La cure par prothèse des hernies de l’aine représente le gold standard dans le traitement des hernies de l’aine. La voie d’abord peut-être classique ou laparoscopique. Plusieurs types de prothèse ont été conçu : prothèses biologiques ou synthétiques ; prothèses à poids léger ou à poids lourd ; prothèse à ports étroits ou larges ; prothèses auto-adhésives... A travers une revue systématique de la littérature, on se propose de déterminer le type de prothèse à choisir au cours des cures de hernies de l’aines.

Une recherche bibliographique a été effectué par deux auteurs différents, dans les bases de données Medline, Cochrane et Scopus dans les deux langues française et anglaise avec les mots mesh : « prothèsechirurgicale ‘AND’ hernie de l’aine », et ceux pour une durée de 5 ans depuis janvier 2013 jusqu’à Février 2018.Nous avons inclus que les essais randomisés, méta analyses, les revues systématiques de la littérature et les recommandations des sociétés savantes.
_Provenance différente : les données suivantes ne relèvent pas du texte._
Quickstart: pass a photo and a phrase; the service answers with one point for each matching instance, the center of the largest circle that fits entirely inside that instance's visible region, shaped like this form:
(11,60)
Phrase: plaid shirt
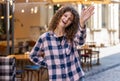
(7,69)
(61,58)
Les études non comparatives et les études non randomisées n’ont pas été incluses.Toutes les études répondant aux critères d’inclusion ont été évaluées sur le plan méthodologique par deux auteurs (HR, AT). Ainsi 16 articles était inclus.La qualité des essais randomisés a été évaluée à l’aide du score Jadad.

Mots Clés

Prothèse ;hernie de l’aine ; traitement chirurgical ; résultats.

Introduction :

La curepar prothèse représente le gold standard dans le traitement des hernies de l’aine (1). La voie d’abord peut-être classique ou laparoscopique (1). Plusieurs types de prothèse ont été conçu : prothèses biologiques ou synthétiques ; prothèses à poids léger ou à poids lourd ; prothèse à ports étroits ou larges ; prothèses auto-adhésives...

Article

  1. But :

A travers une revue systématique de la littérature, on se propose de déterminer le type de prothèse à choisir au cours des cures de hernies de l’aines.

  1. Matériels et méthodes :
    1.  Recherche bibliographique :

Une recherchebibliographique a été effectué par deux auteurs différents, dans les bases de données Medline, Cochrane et Scopus dans les deux langues française et anglaise avec les mots mesh : « prothèsechirurgicale ‘AND’ hernie de l’aine », et ceux pour une durée de 5 ans depuis janvier 2013 jusqu’à Février 2018.

    1. Critères d’inclusion et d’exclusion des articles :

Nous avons inclus que les essais randomisés, méta analyses, les revues systématiques de la littérature et les recommandations des sociétés savantes.

Les études non comparatives et les études non randomisées n’ont pas été incluses.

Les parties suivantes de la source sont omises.